Experimentalists and field workers have tested these models many times. Data broadly support many of their qualitative predictions. For example, virtually all patch-use studies support the prediction that foragers should spend more time exploiting patches in poor habitats. In addition, the claim that the abundance of high-quality prey types shapes animal selectivitiy is also well supported. Yet, the zero-one rule almost never holds. Each investigator in this area has a different interpretation of the empirical results. Some are encouraged by the pattern of qualitative agreement, while others emphasize the quantitative failures. In modern foraging theory, these models play a role like that of the Lotka-Volterra models in population ecology. They may not apply to any given situation, but modelers and students of foraging need to understand them so that they can use them as starting points for new models, and recognize their predictions within more complex situations. Literally hundreds of studies have used these models as building blocks. The work of Pirolli and Card on 'information foraging' provides an especially novel example. These workers have used ideas from patch exploitation theory to analyze how computer users interact with websites and databases.

Most investigators recognize the patch and prey as the historical foundation of foraging theory, but as the theory has developed over the last 20 years, these same investigators have come to recognize two more ideas as basic building blocks of foraging theory: the ideal free distribution and dynamic optimization.

Classical foraging theory, as represented by the patch and prey models, focused on the actions of solitary forager.
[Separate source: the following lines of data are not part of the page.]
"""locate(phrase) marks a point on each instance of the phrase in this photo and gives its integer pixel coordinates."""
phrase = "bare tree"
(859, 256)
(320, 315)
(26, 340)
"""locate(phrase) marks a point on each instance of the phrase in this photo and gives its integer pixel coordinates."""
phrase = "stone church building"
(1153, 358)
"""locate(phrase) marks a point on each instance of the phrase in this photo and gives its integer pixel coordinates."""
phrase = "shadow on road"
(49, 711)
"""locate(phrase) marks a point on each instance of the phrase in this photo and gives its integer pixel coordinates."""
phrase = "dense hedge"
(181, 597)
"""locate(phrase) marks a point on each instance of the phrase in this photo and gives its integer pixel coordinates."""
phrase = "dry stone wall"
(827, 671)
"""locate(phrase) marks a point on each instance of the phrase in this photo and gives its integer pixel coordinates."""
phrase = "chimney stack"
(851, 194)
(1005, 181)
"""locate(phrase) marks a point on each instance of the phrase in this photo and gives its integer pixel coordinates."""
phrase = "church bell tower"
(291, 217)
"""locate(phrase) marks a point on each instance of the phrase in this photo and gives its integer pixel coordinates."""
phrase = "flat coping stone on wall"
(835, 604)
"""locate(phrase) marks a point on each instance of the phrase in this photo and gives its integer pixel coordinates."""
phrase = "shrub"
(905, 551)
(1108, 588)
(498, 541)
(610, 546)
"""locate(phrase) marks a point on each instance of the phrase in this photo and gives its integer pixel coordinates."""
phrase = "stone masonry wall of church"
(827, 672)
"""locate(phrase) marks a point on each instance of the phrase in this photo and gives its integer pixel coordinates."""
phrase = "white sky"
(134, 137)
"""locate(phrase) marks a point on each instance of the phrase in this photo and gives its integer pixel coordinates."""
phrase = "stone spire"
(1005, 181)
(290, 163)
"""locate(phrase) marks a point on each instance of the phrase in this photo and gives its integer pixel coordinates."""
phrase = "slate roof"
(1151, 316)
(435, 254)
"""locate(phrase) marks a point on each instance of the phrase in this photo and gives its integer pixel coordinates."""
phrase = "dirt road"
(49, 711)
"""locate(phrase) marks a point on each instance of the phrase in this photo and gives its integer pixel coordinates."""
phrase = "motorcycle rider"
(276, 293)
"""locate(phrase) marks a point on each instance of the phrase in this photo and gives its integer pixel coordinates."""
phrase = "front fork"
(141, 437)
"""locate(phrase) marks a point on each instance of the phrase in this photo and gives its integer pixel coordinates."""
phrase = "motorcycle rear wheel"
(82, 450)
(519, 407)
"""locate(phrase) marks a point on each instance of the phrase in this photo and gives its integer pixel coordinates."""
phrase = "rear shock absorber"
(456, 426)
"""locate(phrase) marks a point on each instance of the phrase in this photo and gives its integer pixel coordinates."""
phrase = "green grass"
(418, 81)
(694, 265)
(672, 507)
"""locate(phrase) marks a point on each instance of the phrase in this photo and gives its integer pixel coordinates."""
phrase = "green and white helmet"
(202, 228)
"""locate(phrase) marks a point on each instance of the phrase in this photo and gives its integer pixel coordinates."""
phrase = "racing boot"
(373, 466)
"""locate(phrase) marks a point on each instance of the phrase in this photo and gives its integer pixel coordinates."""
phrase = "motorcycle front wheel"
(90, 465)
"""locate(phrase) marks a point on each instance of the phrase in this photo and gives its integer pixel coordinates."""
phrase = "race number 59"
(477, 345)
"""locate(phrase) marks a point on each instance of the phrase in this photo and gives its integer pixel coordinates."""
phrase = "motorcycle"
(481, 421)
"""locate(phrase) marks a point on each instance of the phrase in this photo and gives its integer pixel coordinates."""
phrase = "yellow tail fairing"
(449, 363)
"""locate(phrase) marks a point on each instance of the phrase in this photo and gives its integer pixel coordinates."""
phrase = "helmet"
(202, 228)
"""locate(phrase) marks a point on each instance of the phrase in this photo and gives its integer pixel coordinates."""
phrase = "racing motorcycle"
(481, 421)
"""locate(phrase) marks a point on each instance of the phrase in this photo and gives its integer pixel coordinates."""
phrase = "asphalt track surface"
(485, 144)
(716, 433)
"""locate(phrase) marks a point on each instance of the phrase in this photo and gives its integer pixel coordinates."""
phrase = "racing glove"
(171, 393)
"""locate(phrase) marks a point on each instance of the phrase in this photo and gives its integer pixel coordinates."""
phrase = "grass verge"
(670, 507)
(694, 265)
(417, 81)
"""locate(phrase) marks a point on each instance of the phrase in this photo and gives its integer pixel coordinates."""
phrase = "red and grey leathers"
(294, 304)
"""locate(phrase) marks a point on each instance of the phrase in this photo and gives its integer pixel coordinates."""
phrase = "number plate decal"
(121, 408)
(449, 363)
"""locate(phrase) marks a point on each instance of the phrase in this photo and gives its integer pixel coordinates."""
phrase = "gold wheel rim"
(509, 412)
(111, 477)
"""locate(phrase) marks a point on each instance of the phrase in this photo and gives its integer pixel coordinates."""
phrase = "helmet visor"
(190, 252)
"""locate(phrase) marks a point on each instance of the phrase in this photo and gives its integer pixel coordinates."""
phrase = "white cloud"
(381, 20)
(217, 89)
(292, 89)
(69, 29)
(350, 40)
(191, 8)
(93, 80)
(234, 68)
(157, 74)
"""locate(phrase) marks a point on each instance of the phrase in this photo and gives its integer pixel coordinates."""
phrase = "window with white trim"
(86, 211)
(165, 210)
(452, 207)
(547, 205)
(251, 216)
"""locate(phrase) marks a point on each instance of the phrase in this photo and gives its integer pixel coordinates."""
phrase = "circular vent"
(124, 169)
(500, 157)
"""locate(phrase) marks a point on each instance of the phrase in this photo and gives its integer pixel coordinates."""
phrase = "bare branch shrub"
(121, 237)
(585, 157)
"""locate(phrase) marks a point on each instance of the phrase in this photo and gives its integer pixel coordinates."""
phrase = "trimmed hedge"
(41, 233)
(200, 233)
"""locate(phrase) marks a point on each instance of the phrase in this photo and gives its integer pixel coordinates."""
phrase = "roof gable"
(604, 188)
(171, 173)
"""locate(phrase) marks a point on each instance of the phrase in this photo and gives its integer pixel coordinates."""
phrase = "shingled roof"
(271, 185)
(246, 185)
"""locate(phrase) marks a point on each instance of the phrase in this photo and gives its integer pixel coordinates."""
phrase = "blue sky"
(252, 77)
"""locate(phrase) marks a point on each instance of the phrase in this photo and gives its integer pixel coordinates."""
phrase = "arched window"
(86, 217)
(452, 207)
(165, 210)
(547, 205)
The ideal free distribution provides a framework for extending foraging theory to cases in which animals forage in groups. The ideal free distribution considers how animals in a group should distribute themselves between two feeding sites. The foragers in this model are 'ideal' in the sense they can immediately recognize the quality of sites and they share the resources at a site equally,that is, if n individuals occupy a site, each obtains 1/nth of the available food. The foragers are 'free' because they can move freely between sites without cost. If site one produces food at rate rb then the nx individuals present there can expect to obtain food at rate ^/n^ similarly individuals at site two can expect to obtain r2/n2. The ideal free distribution holds that a stable distribution of individuals among sites can only occur when the intake rates in the two sites are approximately equal, because if intake rates differ in the two sites, then individuals at the lower-rate site can do better by moving to the higher-rate site. Data supports the ideal free model's predictions surprisingly well, even though the assumptions (e.g., equal sharing) are seldom satisfied. Although one can criticize the ideal free model at many levels, its focus on the economics of leaving and joining is fundamental to social foraging models.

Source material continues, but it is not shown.